A Japanese Language Model and Three New Evaluation Benchmarks for Pharmaceutical NLP
- URL: http://arxiv.org/abs/2505.16661v1
- Date: Thu, 22 May 2025 13:27:37 GMT
- Title: A Japanese Language Model and Three New Evaluation Benchmarks for Pharmaceutical NLP
- Authors: Issey Sukeda, Takuro Fujii, Kosei Buma, Shunsuke Sasaki, Shinnosuke Ono,
- Abstract summary: We present a Japanese domain-specific language model for the pharmaceutical field, developed through continual pretraining on 2 billion Japanese pharmaceutical tokens and 8 billion English biomedical tokens.<n>We introduce three new benchmarks: YakugakuQA, based on national pharmacist licensing exams; NayoseQA, which tests cross-lingual synonym and terminology normalization; and SogoCheck, a novel task designed to assess consistency reasoning between paired statements.

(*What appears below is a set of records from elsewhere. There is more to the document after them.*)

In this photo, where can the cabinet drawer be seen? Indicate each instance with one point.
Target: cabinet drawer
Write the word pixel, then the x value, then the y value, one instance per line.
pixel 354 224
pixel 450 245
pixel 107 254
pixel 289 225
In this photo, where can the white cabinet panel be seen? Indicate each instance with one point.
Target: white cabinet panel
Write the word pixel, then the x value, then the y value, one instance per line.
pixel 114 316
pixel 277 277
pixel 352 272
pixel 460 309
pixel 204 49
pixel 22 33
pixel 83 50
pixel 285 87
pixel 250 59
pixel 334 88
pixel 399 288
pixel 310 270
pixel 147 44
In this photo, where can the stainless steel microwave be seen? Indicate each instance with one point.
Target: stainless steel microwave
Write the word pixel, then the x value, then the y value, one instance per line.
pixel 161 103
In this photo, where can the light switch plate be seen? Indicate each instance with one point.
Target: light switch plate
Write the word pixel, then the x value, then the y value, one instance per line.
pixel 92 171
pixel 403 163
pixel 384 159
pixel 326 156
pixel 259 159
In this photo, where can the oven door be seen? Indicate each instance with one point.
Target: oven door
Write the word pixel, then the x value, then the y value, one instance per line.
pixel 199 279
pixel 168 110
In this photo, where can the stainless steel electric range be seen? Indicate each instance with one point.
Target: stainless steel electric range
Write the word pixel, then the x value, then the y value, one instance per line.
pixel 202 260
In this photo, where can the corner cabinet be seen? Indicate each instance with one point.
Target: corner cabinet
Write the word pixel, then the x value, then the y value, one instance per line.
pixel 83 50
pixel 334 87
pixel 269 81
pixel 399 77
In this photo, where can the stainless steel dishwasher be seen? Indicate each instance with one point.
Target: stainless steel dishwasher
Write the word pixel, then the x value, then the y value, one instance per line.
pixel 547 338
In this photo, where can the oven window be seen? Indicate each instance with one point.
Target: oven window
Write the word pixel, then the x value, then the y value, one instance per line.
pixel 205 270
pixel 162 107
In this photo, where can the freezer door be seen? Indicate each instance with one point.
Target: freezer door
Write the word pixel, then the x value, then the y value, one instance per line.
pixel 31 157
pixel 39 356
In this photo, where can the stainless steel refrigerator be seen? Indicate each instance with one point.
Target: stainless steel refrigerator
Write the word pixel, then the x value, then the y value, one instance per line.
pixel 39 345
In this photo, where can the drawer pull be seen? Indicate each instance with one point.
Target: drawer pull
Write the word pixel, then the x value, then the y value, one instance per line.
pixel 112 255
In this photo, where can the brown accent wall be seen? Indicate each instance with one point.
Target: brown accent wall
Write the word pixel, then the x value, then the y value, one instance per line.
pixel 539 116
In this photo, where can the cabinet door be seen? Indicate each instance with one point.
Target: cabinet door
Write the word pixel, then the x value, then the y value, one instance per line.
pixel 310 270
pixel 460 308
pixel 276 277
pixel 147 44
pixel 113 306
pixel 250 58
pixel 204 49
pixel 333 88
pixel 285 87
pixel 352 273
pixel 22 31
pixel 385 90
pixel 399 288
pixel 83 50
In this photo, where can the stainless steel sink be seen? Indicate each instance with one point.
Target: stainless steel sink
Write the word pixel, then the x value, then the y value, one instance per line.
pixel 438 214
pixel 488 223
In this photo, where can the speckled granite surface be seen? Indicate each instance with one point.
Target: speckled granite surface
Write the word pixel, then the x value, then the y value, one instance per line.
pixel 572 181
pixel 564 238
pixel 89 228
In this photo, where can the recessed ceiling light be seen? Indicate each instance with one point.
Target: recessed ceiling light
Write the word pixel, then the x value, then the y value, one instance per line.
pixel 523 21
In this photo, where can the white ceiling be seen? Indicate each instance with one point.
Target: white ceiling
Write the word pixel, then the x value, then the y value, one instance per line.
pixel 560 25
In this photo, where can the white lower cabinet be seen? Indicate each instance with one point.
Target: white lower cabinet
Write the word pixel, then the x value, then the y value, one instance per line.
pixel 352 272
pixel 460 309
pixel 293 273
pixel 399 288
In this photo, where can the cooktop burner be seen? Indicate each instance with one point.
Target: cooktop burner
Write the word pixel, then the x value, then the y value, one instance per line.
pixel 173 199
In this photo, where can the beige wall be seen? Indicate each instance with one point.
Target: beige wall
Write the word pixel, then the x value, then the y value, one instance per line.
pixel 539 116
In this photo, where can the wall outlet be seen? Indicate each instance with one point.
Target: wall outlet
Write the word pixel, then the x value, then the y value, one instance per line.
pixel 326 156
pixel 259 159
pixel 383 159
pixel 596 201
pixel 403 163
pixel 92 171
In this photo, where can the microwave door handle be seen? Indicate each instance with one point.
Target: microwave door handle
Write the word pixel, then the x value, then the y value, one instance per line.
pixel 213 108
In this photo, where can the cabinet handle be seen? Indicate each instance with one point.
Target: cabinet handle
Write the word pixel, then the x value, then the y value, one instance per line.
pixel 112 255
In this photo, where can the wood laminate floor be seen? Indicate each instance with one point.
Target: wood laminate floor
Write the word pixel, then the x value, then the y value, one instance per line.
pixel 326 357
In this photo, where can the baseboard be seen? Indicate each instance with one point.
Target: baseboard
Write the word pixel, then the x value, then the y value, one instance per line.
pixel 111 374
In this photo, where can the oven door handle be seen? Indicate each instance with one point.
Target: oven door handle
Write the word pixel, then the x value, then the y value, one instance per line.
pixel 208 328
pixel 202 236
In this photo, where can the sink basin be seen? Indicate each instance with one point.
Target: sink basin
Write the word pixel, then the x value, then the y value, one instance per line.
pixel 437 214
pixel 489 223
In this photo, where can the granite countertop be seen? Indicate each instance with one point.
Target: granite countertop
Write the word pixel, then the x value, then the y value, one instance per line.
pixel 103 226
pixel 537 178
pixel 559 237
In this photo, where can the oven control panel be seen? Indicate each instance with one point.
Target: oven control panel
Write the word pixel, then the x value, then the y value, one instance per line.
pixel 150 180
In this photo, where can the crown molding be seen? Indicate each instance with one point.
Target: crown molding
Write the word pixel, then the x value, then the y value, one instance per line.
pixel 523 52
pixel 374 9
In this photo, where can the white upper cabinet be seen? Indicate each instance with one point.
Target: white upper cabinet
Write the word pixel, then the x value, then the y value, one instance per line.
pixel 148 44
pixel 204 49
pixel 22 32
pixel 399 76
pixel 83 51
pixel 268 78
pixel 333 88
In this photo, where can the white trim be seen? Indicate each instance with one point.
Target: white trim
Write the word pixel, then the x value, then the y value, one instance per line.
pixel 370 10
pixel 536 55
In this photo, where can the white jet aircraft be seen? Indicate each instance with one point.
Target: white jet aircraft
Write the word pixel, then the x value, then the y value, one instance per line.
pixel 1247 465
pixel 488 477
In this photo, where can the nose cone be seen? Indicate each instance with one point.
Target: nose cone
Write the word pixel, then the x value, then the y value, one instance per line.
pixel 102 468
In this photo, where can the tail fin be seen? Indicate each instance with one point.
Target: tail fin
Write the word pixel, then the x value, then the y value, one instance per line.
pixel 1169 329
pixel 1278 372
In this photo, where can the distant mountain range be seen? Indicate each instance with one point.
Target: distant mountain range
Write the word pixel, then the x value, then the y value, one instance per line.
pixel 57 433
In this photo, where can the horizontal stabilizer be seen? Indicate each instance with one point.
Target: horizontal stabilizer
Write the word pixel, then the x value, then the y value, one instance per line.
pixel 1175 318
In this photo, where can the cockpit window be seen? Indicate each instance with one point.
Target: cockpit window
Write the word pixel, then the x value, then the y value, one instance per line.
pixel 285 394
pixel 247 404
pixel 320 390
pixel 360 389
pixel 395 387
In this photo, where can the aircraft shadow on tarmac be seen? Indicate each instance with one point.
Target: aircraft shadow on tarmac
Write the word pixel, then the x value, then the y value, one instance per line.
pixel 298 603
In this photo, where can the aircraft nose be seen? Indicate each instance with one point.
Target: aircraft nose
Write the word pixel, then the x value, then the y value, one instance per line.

- Score: 0.6990493129893112
- License: http://creativecommons.org/licenses/by-nc-sa/4.0/
- Abstract: We present a Japanese domain-specific language model for the pharmaceutical field, developed through continual pretraining on 2 billion Japanese pharmaceutical tokens and 8 billion English biomedical tokens. To enable rigorous evaluation, we introduce three new benchmarks: YakugakuQA, based on national pharmacist licensing exams; NayoseQA, which tests cross-lingual synonym and terminology normalization; and SogoCheck, a novel task designed to assess consistency reasoning between paired statements. We evaluate our model against both open-source medical LLMs and commercial models, including GPT-4o. Results show that our domain-specific model outperforms existing open models and achieves competitive performance with commercial ones, particularly on terminology-heavy and knowledge-based tasks. Interestingly, even GPT-4o performs poorly on SogoCheck, suggesting that cross-sentence consistency reasoning remains an open challenge. Our benchmark suite offers a broader diagnostic lens for pharmaceutical NLP, covering factual recall, lexical variation, and logical consistency. This work demonstrates the feasibility of building practical, secure, and cost-effective language models for Japanese domain-specific applications, and provides reusable evaluation resources for future research in pharmaceutical and healthcare NLP. Our model, codes, and datasets are released at https://github.com/EQUES-Inc/pharma-LLM-eval.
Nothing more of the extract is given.